| name | qmd |
| description | Fast local search for markdown files, notes, and docs using qmd CLI. Use instead of `find` for file discovery. Combines BM25 full-text search, vector semantic search, and LLM reranking—all running locally. Use when searching for files, finding code, locating documentation, or discovering content in indexed collections. |
qmd — Fast Local Markdown Search
When to Use
- Finding files — use instead of
find across large directories (avoids hangs)
- Searching notes/docs — semantic or keyword search in indexed collections
- Code discovery — find implementations, configs, or patterns
- Context gathering — pull relevant snippets before answering questions
Quick Reference
Search (most common)
qmd search "alpaca API" -c projects
qmd vsearch "how to implement stop loss"
qmd query "trading rules for breakouts"
qmd search "config" --files -c kell
qmd search "pattern detection" --full --line-numbers
Collections
qmd collection list
qmd collection add /path/to/folder --name myproject --mask "*.md,*.py"
qmd update
Get Files
qmd get myproject/README.md
qmd get myproject/config.py:50 -l 30
qmd multi-get "*.yaml" -l 50 --max-bytes 10240
Output Formats
--files — paths + scores (for file discovery)

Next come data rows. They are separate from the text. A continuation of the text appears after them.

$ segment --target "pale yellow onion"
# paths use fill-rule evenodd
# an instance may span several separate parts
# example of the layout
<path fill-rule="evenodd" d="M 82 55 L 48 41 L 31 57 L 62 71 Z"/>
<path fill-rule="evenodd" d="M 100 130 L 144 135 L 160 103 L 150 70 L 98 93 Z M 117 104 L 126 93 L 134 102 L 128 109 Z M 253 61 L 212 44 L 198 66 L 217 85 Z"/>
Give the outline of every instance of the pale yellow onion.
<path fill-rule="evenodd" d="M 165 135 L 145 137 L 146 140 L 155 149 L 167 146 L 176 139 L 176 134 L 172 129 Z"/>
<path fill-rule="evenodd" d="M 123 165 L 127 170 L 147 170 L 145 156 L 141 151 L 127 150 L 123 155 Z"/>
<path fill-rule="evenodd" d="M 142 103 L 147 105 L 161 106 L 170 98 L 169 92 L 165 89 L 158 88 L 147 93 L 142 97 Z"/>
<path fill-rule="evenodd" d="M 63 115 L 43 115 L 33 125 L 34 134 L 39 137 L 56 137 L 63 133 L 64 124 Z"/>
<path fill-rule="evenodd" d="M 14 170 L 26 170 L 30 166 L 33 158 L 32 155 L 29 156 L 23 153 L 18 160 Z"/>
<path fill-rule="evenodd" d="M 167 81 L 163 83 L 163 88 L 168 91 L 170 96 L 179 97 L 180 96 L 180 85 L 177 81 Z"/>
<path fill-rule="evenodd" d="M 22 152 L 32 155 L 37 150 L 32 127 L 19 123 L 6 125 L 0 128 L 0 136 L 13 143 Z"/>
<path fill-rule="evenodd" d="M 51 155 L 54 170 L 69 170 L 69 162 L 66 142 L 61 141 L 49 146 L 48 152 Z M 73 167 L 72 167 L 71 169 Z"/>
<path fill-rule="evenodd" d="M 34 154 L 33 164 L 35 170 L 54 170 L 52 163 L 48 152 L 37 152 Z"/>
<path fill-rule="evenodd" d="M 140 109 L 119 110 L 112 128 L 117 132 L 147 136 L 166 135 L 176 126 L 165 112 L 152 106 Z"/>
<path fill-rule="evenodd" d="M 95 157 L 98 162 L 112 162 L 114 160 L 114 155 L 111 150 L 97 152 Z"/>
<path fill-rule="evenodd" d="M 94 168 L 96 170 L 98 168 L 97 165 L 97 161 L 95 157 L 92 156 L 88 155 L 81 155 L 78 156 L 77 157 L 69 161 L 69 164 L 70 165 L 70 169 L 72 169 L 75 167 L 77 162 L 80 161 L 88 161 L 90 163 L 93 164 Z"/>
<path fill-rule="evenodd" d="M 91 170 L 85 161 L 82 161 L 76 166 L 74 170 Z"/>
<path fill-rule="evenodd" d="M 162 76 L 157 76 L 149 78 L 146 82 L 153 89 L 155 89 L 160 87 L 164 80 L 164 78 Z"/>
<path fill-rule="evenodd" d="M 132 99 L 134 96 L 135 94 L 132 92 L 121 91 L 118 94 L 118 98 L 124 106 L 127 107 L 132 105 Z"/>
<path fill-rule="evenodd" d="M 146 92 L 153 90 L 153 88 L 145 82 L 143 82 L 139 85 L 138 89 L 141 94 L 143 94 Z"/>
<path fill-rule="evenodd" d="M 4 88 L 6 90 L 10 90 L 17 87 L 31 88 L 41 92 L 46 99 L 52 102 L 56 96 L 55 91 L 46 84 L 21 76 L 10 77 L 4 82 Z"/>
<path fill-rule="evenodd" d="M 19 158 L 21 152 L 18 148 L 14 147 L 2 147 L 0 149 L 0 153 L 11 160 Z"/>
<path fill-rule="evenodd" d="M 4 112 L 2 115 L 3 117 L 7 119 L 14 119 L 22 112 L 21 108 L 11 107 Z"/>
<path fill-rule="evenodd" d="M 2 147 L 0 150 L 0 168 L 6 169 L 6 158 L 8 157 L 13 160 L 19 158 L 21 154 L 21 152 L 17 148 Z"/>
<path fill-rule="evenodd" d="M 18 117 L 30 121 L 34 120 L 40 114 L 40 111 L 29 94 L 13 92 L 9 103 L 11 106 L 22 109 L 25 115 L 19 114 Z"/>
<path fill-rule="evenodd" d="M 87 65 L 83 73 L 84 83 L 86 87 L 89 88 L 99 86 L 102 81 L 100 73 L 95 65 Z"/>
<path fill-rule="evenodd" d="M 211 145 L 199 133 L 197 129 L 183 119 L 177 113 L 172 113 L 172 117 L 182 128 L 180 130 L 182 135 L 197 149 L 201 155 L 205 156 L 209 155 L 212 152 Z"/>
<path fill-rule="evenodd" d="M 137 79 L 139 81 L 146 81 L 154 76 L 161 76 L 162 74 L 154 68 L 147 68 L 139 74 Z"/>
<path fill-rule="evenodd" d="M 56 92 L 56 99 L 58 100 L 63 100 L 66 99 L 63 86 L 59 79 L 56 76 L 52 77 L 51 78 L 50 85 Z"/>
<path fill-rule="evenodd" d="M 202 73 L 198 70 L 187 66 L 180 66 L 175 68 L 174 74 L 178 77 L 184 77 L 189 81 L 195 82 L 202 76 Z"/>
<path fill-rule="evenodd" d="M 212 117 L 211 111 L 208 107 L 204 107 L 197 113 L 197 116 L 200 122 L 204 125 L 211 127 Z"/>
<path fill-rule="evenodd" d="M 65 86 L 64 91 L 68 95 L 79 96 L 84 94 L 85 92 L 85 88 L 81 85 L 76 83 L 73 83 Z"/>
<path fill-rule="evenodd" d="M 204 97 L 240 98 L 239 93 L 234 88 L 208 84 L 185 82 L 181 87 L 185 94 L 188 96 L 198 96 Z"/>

--json — structured with snippets
--md — markdown formatted
-n 10 — limit results
Tips
- Always use collections (
-c name) to scope searches
- Run
qmd update after adding new files
- Use
qmd embed to enable vector search (one-time, takes a few minutes)
- Prefer
qmd search --files over find for large directories
Models (auto-downloaded)
- Embedding: embeddinggemma-300M
- Reranking: qwen3-reranker-0.6b
- Generation: Qwen3-0.6B
All run locally — no API keys needed.